I decided it would be fun to learn x86 assembly during the summer break. So I started with a very simple hello world program, borrowing on free examples gcc -S could give me. I ended up with this:
HELLO:
.ascii "Hello, world!\12\0"
.text
.globl _main
_main:
pushl %ebp # 1. puts the base stack address on the stack
movl %esp, %ebp # 2. puts the base stack address in the stack address register
subl $20, %esp # 3. ???
pushl $HELLO # 4. push HELLO's address on the stack
call _puts # 5. call puts
xorl %eax, %eax # 6. zero %eax, probably not necessary since we didn't do anything with it
leave # 7. clean up
ret # 8. return
# PROFIT!
It compiles and even works! And I think I understand most of it.
Though, magic happens at step 3. Would I remove this line, my program would die between the call to puts and the xor from a misaligned stack error. And would I change $20 to another value, it'd crash too. So I came to the conclusion that this value is very important.

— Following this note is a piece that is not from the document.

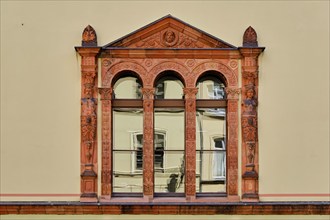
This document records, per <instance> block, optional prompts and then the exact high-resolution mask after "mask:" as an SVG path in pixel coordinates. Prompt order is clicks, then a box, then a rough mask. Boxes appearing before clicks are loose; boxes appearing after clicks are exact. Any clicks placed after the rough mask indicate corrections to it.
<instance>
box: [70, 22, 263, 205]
mask: <svg viewBox="0 0 330 220" xmlns="http://www.w3.org/2000/svg"><path fill="white" fill-rule="evenodd" d="M82 39H83V40H82V46H81V47H76V50H77V51H78V53H79V54H80V55H81V56H82V64H81V73H82V87H81V89H82V94H81V102H82V108H81V120H82V122H81V193H82V194H81V201H85V202H93V201H94V202H95V201H97V199H100V201H102V202H110V201H111V202H113V199H114V198H112V165H111V164H112V152H111V148H112V121H111V120H112V118H111V112H112V106H111V105H112V103H113V102H114V101H115V100H112V89H113V88H112V86H113V85H114V83H115V81H116V80H117V79H118V78H119V77H120V76H122V75H121V74H122V73H123V72H125V71H129V72H133V73H134V74H135V75H136V76H138V78H139V79H140V80H141V84H142V85H143V88H142V93H143V110H144V119H143V123H144V124H143V127H144V128H143V130H144V131H143V133H144V142H143V143H144V147H143V150H144V154H143V157H144V158H143V159H144V161H145V162H144V163H143V164H144V165H143V166H144V167H143V198H142V199H141V198H140V199H138V200H139V201H140V202H145V201H149V202H150V203H154V202H157V201H158V200H157V198H154V183H153V179H154V173H153V172H154V171H153V129H154V128H153V126H154V125H153V109H154V100H153V91H154V88H153V87H154V84H155V81H156V79H158V77H159V76H160V75H161V74H162V73H163V72H164V71H173V72H175V73H176V74H177V76H178V77H179V78H180V79H181V80H182V83H183V84H184V85H185V89H184V94H185V113H186V117H185V126H186V127H185V129H186V134H185V137H186V140H185V149H186V155H185V159H186V160H185V163H186V164H185V174H186V175H185V178H186V179H185V182H186V186H185V194H186V197H185V198H183V199H184V201H185V202H190V203H193V202H198V201H199V202H201V201H200V200H199V199H198V198H196V192H195V191H196V189H195V188H196V183H195V173H196V164H195V163H196V155H195V154H196V152H195V151H196V148H195V147H196V137H195V130H196V127H195V126H196V125H195V111H196V93H197V89H196V83H197V82H198V80H199V79H200V77H203V76H204V74H205V73H211V74H213V75H214V76H217V77H219V78H221V79H223V80H224V83H225V84H226V87H227V88H226V93H227V100H223V101H225V102H226V105H227V114H228V117H227V124H228V126H227V130H228V134H227V136H228V141H227V145H228V146H227V190H226V192H227V196H226V197H225V199H224V198H221V199H220V198H219V197H217V198H213V200H212V198H205V200H207V199H211V200H207V201H214V202H219V201H231V202H235V201H239V194H240V193H239V192H240V191H241V192H242V195H243V199H245V200H246V201H258V199H259V196H258V169H259V164H258V123H257V103H258V55H259V54H260V53H261V52H262V51H263V50H264V48H263V47H258V43H257V34H256V32H255V31H254V30H253V28H251V27H249V28H248V29H247V30H246V32H245V33H244V37H243V47H240V48H237V47H235V46H233V45H231V44H228V43H226V42H224V41H222V40H221V39H218V38H215V37H213V36H211V35H209V34H207V33H205V32H203V31H201V30H199V29H197V28H195V27H193V26H191V25H189V24H187V23H185V22H183V21H181V20H179V19H177V18H174V17H172V16H166V17H164V18H161V19H159V20H158V21H156V22H153V23H152V24H150V25H147V26H145V27H143V28H141V29H139V30H138V31H135V32H133V33H131V34H128V35H126V36H125V37H123V38H120V39H118V40H116V41H114V42H112V43H109V44H107V45H105V46H103V47H97V38H96V33H95V30H94V29H93V28H92V27H91V26H87V27H86V28H85V30H84V32H83V35H82ZM98 57H99V58H101V64H102V65H101V85H102V87H101V88H99V93H100V96H101V104H102V107H101V109H102V122H101V124H102V129H101V131H102V149H101V152H102V160H101V164H98V158H97V152H98V151H97V138H96V137H97V131H96V128H97V126H96V123H97V121H96V119H97V116H96V113H97V111H96V109H97V104H98V103H97V97H98V94H97V89H96V86H97V58H98ZM240 62H241V64H242V65H241V67H242V69H241V70H239V63H240ZM240 71H241V72H242V76H243V77H242V86H243V87H242V88H239V87H238V86H239V80H240V79H239V75H240V74H239V73H240ZM240 96H241V97H242V108H241V112H240V108H239V98H240ZM239 115H241V120H242V121H241V124H242V127H241V129H242V143H239V129H240V128H239ZM239 147H241V152H242V165H241V167H239V166H238V161H239V158H238V155H239V154H238V152H239ZM98 166H100V167H101V177H100V178H101V186H100V187H101V195H97V188H98V187H97V182H98V181H97V180H98V178H99V177H98V173H97V168H98ZM239 169H241V170H242V173H243V176H242V177H239V176H238V173H239ZM240 178H242V188H241V189H239V179H240ZM98 196H100V197H99V198H98ZM155 199H156V200H155ZM223 199H224V200H223Z"/></svg>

Problem is, I don't know what it does and why it's needed.
Can anyone explain me? (I'm on Mac OS, would it ever matter.)
On x86 OSX, the stack needs to be 16 byte aligned for function calls, see ABI doc here. So, the explanation is
push stack pointer (#1) -4 strange increment (#3) -20 push argument (#4) -4 call pushes return address (#5) -4 total -32
To check, change line #3 from $20 to $4, which also works.

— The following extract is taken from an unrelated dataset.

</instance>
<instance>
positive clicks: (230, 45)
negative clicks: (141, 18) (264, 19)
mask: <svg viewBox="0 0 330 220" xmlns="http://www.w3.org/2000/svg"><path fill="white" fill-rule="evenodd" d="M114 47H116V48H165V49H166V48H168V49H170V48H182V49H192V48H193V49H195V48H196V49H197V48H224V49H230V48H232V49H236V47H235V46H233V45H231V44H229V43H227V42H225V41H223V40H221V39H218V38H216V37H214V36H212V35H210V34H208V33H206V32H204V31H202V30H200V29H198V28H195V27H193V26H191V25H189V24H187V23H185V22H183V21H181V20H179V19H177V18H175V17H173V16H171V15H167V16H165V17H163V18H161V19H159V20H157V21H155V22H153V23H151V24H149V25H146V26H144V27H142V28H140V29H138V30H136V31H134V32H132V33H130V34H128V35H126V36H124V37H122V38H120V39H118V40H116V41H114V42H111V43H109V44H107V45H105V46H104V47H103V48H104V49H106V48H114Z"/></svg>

Also, Ignacio Vazquez-Abrams points out, #6 is not optional. Registers contain remnants of previous calculations so it has to explicitly be zeroed.
I recently learned (still learning) assembly, too. To save you the shock, 64bit calling conventions are MUCH different (parameters passed on the register). Found this very helpful for 64bit assembly.